Two further problems for moral responsibility bear consideration, both of which complicate the line between causal control (over the ‘what’) and epistemic control (over the ‘how’). The first is emergent behaviour. A learning system might start to generate new behaviours. Here, the design (the ‘how’) equips the system with the ability to change what it can do and be used for (the ‘what’). Changes in the system’s behaviour occur because of what the system has learnt by way of its learning algorithms, as opposed to change that is directly influenced by the system’s design.

This links to the second problem: trade-offs. An autonomous system might learn original and highly effective skills, but if we have a limited scope of understanding as to what ‘safe’ looks like, we might unnecessarily or unwittingly constrain this behaviour. With the personalised healthcare system, for example, safeguards can be put in place to mitigate some possible consequences, such as recommendations that physical exercises do not exceed certain thresholds. But these safeguards might reduce the machine’s ability to perform tasks that lead to even safer or more effective actions that the designers did not, or could not, foresee. Given the peculiarities of the situation, non-compliance or improvisation might lead to safer outcomes than following established safety procedures. This raises the question of the extent to which designers can deliberate about the possible consequences of the actions of an autonomous system in emergency and novel situations.

6 Conclusions and Future Considerations

One thing is clear from the foregoing discussion: the safety engineering community is in urgent need of robust and open deliberation about what is deemed as sufficient control over the ‘what’ and the ‘how’ of autonomous system behaviour.

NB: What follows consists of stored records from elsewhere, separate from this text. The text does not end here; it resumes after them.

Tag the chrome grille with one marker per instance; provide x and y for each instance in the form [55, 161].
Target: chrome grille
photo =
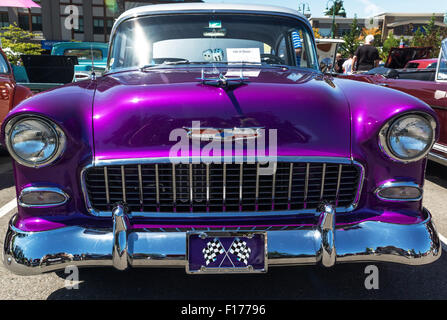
[202, 188]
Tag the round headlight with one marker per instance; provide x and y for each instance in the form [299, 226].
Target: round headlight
[408, 138]
[34, 142]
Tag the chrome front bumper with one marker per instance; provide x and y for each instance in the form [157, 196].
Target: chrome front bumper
[29, 253]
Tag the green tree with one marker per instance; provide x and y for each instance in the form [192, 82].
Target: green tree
[390, 42]
[16, 41]
[337, 5]
[351, 39]
[418, 38]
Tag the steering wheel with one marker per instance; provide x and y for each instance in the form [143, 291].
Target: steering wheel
[271, 59]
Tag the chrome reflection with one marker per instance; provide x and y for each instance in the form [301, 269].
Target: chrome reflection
[29, 253]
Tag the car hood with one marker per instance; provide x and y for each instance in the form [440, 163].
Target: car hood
[135, 112]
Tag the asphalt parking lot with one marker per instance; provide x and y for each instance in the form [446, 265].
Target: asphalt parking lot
[306, 282]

Substantive issues that we have raised, and which we think bear consideration with respect to the moral responsibilities on the engineering community (as well as on users and society) are as follows. If we can only assure system-types, how should we navigate the unpredictability of system-tokens? To what level of confidence should we be able to distinguish a learning error from a design error? Is it possible to distinguish between a learning error and an original solution to a problem? How should we account for emergent behaviour? What standards should we use to reconcile trade-offs, for example between explainability and effectiveness?

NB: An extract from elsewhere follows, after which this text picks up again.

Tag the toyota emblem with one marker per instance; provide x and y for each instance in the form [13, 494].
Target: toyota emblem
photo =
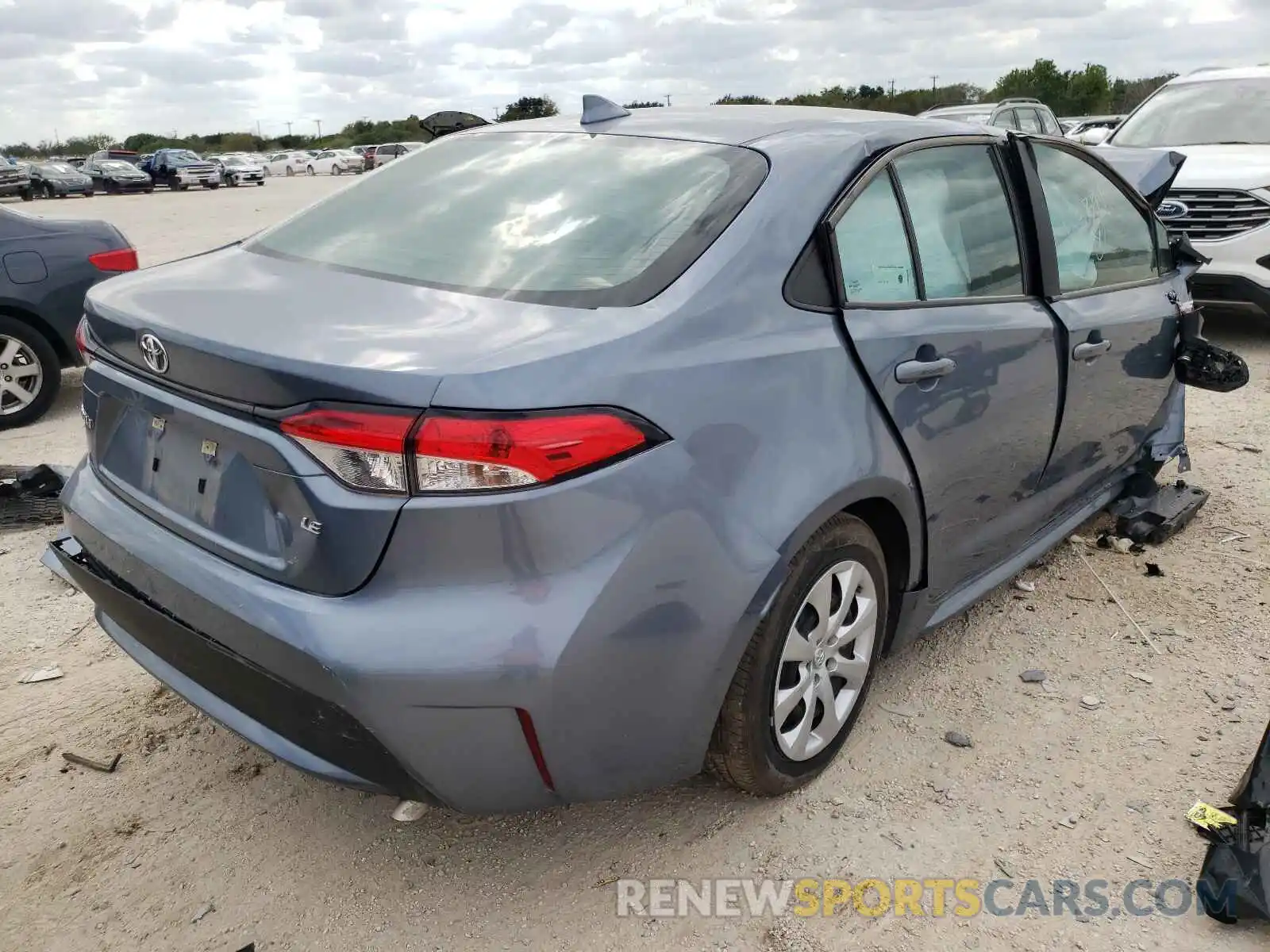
[156, 353]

There is also a need to focus on cultural acceptance: an obligation on autonomous systems engineers to show these systems’ safety advantage over human-controlled systems. Part of this includes moves to increase the explainability of such systems, such that the system can explain the decision made, or at least why its course of action led to a ‘more safe’ outcome than any of the alternatives.

These considerations locate the key areas of uncertainty about, and diminished control over, the behaviour of autonomous systems. We believe that these considerations should feed into discussions about the development of such systems from moral and liability perspectives.

Such discussion is both a question of retrospective moral responsibility: how far system failure can be traced back to design, engineering, and user fault. But it is also demand upon prospective moral responsibility: how to determine confidence in autonomous systems in order to assure their future safety.